In light of these developments, the final regulations amended the definition of short-term, limited-duration insurance so that it may offer a maximum coverage period of less than 12 months after the original effective date of the contract, consistent with the original definition (that is, the final rule expanded the potential maximum coverage period by nine months). Under this definition, the expiration date specified in the contract takes into account any extensions that may be elected by the policyholder without the issuer’s consent, provided that it has a duration of no longer than 36 months in total (taking into account renewals or extensions).

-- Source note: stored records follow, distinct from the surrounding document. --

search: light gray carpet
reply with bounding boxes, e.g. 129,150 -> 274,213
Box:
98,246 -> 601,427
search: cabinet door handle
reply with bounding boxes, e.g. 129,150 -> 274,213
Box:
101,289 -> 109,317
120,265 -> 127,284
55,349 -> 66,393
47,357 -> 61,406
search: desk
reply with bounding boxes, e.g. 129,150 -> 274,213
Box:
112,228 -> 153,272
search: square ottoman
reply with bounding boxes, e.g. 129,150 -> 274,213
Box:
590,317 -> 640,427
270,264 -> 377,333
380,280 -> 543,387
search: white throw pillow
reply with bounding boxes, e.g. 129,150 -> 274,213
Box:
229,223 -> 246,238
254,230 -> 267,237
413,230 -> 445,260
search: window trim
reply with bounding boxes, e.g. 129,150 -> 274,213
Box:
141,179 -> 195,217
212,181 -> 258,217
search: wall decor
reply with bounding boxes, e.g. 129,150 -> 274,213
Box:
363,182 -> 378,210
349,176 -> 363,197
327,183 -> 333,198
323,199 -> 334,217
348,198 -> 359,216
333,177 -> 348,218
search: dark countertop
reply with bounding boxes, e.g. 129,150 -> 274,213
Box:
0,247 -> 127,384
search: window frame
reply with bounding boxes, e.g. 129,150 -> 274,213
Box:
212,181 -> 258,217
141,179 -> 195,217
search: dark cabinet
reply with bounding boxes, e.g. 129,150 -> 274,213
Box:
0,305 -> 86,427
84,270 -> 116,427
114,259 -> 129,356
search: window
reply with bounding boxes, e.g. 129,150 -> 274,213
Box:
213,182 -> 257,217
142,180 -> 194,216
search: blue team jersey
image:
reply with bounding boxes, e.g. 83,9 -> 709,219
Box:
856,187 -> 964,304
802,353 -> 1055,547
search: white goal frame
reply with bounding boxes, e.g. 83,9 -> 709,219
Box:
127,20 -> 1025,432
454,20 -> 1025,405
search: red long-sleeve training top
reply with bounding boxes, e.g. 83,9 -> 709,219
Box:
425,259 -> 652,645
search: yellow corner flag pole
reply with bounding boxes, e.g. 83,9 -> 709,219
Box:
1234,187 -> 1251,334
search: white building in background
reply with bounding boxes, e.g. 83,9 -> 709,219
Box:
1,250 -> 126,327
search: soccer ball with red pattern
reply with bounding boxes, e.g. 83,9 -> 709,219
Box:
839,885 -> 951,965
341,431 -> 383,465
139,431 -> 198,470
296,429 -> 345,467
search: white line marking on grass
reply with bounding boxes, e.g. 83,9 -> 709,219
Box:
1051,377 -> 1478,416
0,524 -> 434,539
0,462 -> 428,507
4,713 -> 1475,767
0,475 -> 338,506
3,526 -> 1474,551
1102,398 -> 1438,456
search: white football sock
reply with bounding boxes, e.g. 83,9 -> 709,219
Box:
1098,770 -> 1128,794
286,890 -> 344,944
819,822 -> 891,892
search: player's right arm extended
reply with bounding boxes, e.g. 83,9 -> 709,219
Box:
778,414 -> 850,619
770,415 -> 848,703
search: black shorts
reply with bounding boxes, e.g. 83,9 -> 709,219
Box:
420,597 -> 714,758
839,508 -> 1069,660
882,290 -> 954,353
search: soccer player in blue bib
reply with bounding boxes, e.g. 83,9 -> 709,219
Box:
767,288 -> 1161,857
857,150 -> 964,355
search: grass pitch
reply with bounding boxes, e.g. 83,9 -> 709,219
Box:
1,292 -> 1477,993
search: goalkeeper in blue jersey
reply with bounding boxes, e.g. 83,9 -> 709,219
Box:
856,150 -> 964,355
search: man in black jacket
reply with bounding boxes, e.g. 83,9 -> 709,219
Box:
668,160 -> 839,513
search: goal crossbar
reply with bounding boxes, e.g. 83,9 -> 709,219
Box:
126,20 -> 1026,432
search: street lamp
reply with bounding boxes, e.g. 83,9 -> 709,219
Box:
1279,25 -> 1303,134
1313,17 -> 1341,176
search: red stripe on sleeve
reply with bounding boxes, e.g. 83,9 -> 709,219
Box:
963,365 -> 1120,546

In addition, the final rule revised the required notice that must appear in the contract and any application materials, due to concern that short-term, limited-duration insurance policies lasting almost 12 months may be more difficult to distinguish from ACA-compliant coverage (which is typically offered on a 12-month basis). Accordingly, one of two versions of the following notice must be prominently displayed (in at least 14-point type) in the contract and in any application materials provided in connection with enrollment:
This coverage is not required to comply with certain federal market requirements for health insurance, principally those contained in the Affordable Care Act. Be sure to check your policy carefully to make sure you are aware of any exclusions or limitations regarding coverage of pre-existing conditions or health benefits (such as hospitalization, emergency services, maternity care, preventive care, prescription drugs, and mental health and substance use disorder services).
Your policy might also have lifetime and/or annual dollar limits on health benefits. If this coverage expires or you lose eligibility for this coverage, you might have to wait until an open enrollment period to get other health insurance coverage. Also, this coverage is not “minimum essential coverage.” If you don’t have minimum essential coverage for any month in 2018, you may have to make a payment when you file your tax return unless you qualify for an exemption from the requirement that you have health coverage for that month.
Due to the elimination of the individual mandate penalty beginning in 2019, the final two sentences of the notice are only required to be included with respect to policies that have a coverage start date before Jan. 1, 2019.
The notice should be in sentence case (rather than all capital letters), and may contain any additional information, as required by applicable state law.